Failure to Provide Oral Care to Dependent Residents
Penalty
Summary
The deficiency involves the facility’s failure to provide oral care to residents who were dependent on staff for activities of daily living, specifically oral hygiene. One resident with a tracheostomy was observed with a thick, sticky white substance in the mouth and was noted to intermittently chew on nearby bedding. This resident made good eye contact and, when asked if staff brushed their teeth, shook their head no and mouthed that staff “need to.” According to the resident’s Minimum Data Set (MDS) dated 2/11/26, the resident was dependent on staff for oral care. Another resident, also dependent on staff for oral care per the 3/11/26 MDS, was observed sitting propped up in bed and able to respond with smiles. During the initial observation, the inside of this resident’s lips and upper and lower teeth had a thick, clear, white milky substance visible when the resident tried to open their mouth to smile.
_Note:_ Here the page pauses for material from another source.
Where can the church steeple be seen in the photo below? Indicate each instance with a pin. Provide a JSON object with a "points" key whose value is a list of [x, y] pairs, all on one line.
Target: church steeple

Oral care supplies were present in the nightstand, but the resident’s mouth and teeth were not clean. On a subsequent observation with the DON, NHA, and Corporate VP of clinical services, the same resident again had a thick, clear, milky substance between the lips and caking the teeth, which would string between the teeth when the resident attempted to open their mouth, demonstrating a lack of consistent oral care for residents dependent on staff for this ADL.